July 22, 2020

Maryville Families,

I wanted to follow-up yesterday’s announcement of a two-week staggered attendance schedule for grades 4-12 and share more information about the decision making process and rationale behind the change. There are many voices who have strong opinions on everything related to COVID and school operations. Last night alone, we heard from K-3 parents upset that the elementary kids weren’t on a staggered attendance schedule; 4-12 families frustrated that their children were not going to school daily and 4-12 families who thought a staggered start wasn’t enough – we should go digital or delay the start of school. The adage that you can’t please everyone has never rung truer. There is no perfect answer.

I do not take the decision to change school operations lightly. I fully understand how any deviation from the regular school schedule impacts families. It is the primary reason that we no longer have half days in our school calendar, and why we try to go to school during inclement weather. Decisions are made only after much deliberation, consideration, and consultation with the Advisory Team.

In an effort to be transparent, I have provided additional information below surrounding the decision-making process, metrics used, and reasons for differentiating our approach for younger children.


Mike Winstead


As previously communicated, the primary metrics driving the decision to take more restrictive actions include:

  1. Attendance rates of staff and students
  2. New case counts in Blount County (i.e., 14 day average number of new cases per 100,000 residents)
  3. Active cases in Blount County (represented as a percent of the total county population)

The decision to move to more restrictive options will be based on a holistic view of the data, and in collaboration with an MCS COVID-19 Advisory Team consisting of medical professionals. Of course, we only have (2) and (3) available heading into the school year. We have been tracking those two measures all summer. I think it is important that we take a holistic view and not lock ourselves into a single measure. We could see a spike in the number of new and active cases due to an outbreak at one of our plants or nursing home. That would likely have little impact on our schools.

The number of active cases is provided by the BCHD each day and also appears in the newspaper. As of 3:00 p.m. yesterday, we had 249 active cases which is about 0.2% of the county population.

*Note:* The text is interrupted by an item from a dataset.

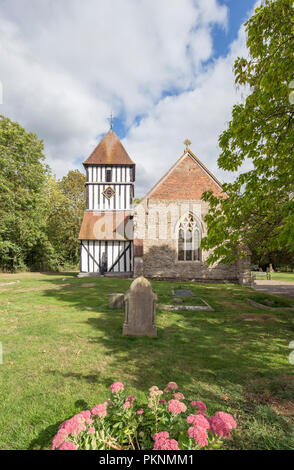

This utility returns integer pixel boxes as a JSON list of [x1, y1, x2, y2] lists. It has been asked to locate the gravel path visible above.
[[253, 279, 294, 299]]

For the new case count measure, we are following the thresholds established by the Harvard Global Health Institute ( shown below. Our 14-day average new cases for 100,000 residents can be found on the TDH epi curve site ( As of this morning, we are at 17.77 which puts in the accelerated spread category.

Big picture


As detailed in the update yesterday (available at this link), students in grades 4-12 will adhere to a staggered attendance model for the first two full weeks of school. Based on the metrics noted above and guidance from our medical advisory team, the staggered attendance model greatly limits the number of students on campus at any time, while giving them in-person access to a teacher on a regular basis. This will allow for social distancing in the classroom, fewer students in large gathering areas, and fewer students on buses. The greatest opportunity to continue annual growth and cover all the standards needed for students to advance to the next grade level comes from classroom instruction - as often as possible.

We will likely keep the lower grade levels paced one step behind the upper grades as we employ more restrictive models. That’s our rationale for opening school with K-3 attending each day. This strategy is used in many districts in the U.S. and abroad. There are several reasons this approach is appealing:

  • Scientific basis - There still appears to be much debate in the scientific community about the role students play in the COVID pandemic. However, all seem to agree that there is a difference in rate of infection and ability to spread between younger kids and their older counterparts.
  • Instructionally - Older students have much more success with digital instruction. They are able to work independently.
  • Relationships - The relationship between students and adults is critical at all levels, but especially in the younger grades. Daily face-to-face interactions between teachers and children are such a vital part of the elementary school experience.
  • School Environment - We can reduce the impact of a confirmed case in the younger grades by reducing cohort size and avoid the mixing of groups. That is not a realistic strategy in the upper grades.
  • Childcare - One reason for the push to open schools nationwide is to help reopen the economy. Staggered attendance in the lower grades is almost as much of a burden on working families as a complete school shutdown.


I have formed an MCS COVID-19 Advisory Team consisting of six individuals from our local medical community. I will use them as a resource throughout the year to help guide my decision regarding school operations. I intend to keep their names confidential and out of the spotlight. The decision to open or close schools and the accompanying responsibility falls on my shoulders. The passion surrounding COVID-19 is great, and both sides have demonstrated some frustration and anger. Every action taken will be praised by some and negatively blasted by others. I am grateful for their support and guidance, but I will fully protect their anonymity. My Advisory Team has reviewed the criteria and content in the above plans and provided feedback to guide our steps.